Landlord and Tenant Flashcards
What is the difference between a lease and a licence? Any caselaw on this?
A lease gives EXCLUSIVE POSSESSION, for a term, at a rent. It is a contractual relationship between a landlord and a tenant.
A license gives PERMISSION to do something otherwise illegal. Licenses are personal arrangements and can not be assigned. Licenses are typically for a period of 6 months or less.
CASE LAW - STREET v MOUNTFORD
“it does not matter what the document calls itself on the cover sheet (e.g. license) if, in all other respects, the document looks like a lease then it probably is.”
Under the Landlord and Tenant Act 1954 what is a qualifying tenancy under S 23?
- Is there a tenancy?
- Does the tenancy relate to premises?
- Are the premises occupied for the purpose of a business?
- Is the business carried on by the tenant?
- Does the tenancy fall within any of the specific exclusions? (license / tenancy at will excluded).
What are the procedures for requesting a new tenancy under the Landlord and Tenant Act?
The Tenant must serve a S.26 notice on the landlord.
This must be:
- In the prescribed form.
- Served on the competent landlord not more than 12 months and not less than 6 months before the proposed commencement date specified in the request (which cannot be before the contractual expiry of the current lease).
What are the implications of contracting out of the L and T Act?
For TENANT
- No right to remain in the property at the end of the lease;
- Must leave the property at the end of the lease unless the landlord chooses to offer a new lease;
- No right to compensation from the landlord on leaving the property at the end of the lease;
- No right to ask the court to fix the rent or the terms of the lease if the landlord chooses to offer another lease.
For LANDLORD
- The lease itself may not have much capital value;
- The lease may not be attractive to any prospective new tenants;
- The lease may not be attractive to company buyers.
Explain the processes that enables contracting out?
Section 38 - HEALTH WARNING!
- The landlord serves a warning notice on the tenant, with specified content, explaining that the tenant’s rights are being waived.
- The tenant makes a statutory declaration to acknowledge that it understands the consequences of contracting out.
- The lease includes an endorsement referring to the landlord’s notice and the tenant’s declaration and the parties’ agreement that the relevant provisions of the 1954 Act are to be excluded from the lease.
What governs a rent review?
The rent review clause in the lease.
Refer to the assumed term for the rent review.
At Pepys Court explain the process of serving notice to renew a lease?
I read the lease.
I wrote to the client, summarising the salient points of the lease, including the term, passing rent, reviews, breaks, schedule of condition, alienation.
I summarised the review clause, and the Dispute Resolution Mechanism (expert in this case).
I provided a schedule of relevant comparable evidence.
My client’s solicitor then served a S.25 on the tenant offering to renew the lease. (HL policy - do not serve).
The Tenant served a written counter-notice (s.26) to our client’s solicitor, confirming that they did want to renew the lease but rejected the rent quoted.
What would happen if no notice was served to end a lease?
That depends whether the lease was granted inside or outside the L&T Act.
If the lease was Inside the Act then the lease would continue on the current terms.
If the lease was Outside the Act, it would naturally come to and end (effluxion).

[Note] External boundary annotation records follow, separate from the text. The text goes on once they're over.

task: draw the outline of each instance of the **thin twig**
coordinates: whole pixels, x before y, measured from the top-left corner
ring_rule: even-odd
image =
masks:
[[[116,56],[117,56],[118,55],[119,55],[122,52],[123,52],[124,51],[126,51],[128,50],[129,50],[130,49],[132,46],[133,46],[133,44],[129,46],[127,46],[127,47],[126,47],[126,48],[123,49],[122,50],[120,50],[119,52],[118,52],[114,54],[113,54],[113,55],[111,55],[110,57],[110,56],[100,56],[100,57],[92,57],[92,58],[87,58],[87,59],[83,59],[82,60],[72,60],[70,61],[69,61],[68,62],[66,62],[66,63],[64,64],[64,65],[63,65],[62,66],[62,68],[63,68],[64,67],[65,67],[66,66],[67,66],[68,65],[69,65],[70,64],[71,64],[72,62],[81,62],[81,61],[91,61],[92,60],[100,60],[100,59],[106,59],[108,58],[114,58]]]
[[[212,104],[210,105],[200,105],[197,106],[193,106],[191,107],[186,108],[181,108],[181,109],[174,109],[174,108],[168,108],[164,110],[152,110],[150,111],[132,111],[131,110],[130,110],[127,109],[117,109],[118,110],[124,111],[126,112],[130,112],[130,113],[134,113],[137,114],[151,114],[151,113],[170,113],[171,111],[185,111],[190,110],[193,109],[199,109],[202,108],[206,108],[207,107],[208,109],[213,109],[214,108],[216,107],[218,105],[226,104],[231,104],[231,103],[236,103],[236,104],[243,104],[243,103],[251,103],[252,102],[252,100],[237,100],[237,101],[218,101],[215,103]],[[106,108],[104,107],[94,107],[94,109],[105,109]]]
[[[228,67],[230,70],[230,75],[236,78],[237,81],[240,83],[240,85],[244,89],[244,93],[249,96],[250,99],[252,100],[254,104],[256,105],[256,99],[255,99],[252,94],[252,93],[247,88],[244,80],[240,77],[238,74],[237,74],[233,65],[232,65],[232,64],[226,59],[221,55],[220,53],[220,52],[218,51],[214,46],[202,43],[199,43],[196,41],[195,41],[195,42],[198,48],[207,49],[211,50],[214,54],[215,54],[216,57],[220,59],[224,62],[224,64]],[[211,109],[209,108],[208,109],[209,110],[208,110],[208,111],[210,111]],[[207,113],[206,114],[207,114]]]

Unless terms are agreed to renew, the landlord can kick you out.
How would you approach matters if you wished to deviate from the existing terms?
If the parties cannot reach agreement then you would need to apply to the court to deviate on the lease terms.
What would have happened should you not been able to agree terms?
An application to court would have been made. The court would have to make a judgement.
Why did you disregard tenant’s improvements?
Normally under a lease tenant’s improvements are disregarded assuming:
they improve the value
they were not an obligation to LL.
carried out in current tenancy last 21 years
When you take a lease on a premises and spend lots of money on improvements the LL can not rentalise these improvements.
License to Alter is imperative.
When would you have regard to tenant improvements in calculating the rent?
Where a license to Alter has not been agreed you might have regard to the tenant’s improvements.
Unauthorised alterations.
If there are tenant’s lease obligations to carry out specific works, then these may be factored in at review.
At Retail Unit Greenwich what does the review clause to ‘shell and core’ mean?
The unit was in a base build condition with capped services such as power and drainage. There is no fitout attached to this.
In rent review clause: For avoidance of doubt the premises are to be reviewed to shell and core condition.
A lease plan can also add weight if it specifies shell and core.
What did the review clause say about an uplift in rent?
The review clause specified that the rent was to be reviewed on an upward only basis.
One thing that may have been of benefit to the landlord would have been an RPI increase clause in the lease.
Why did you advise that you should counter the Calderbank offer?
Countering the Calderbank offer was a good way to engage with the other side in an attempt to settle the review outside of court with limited costs.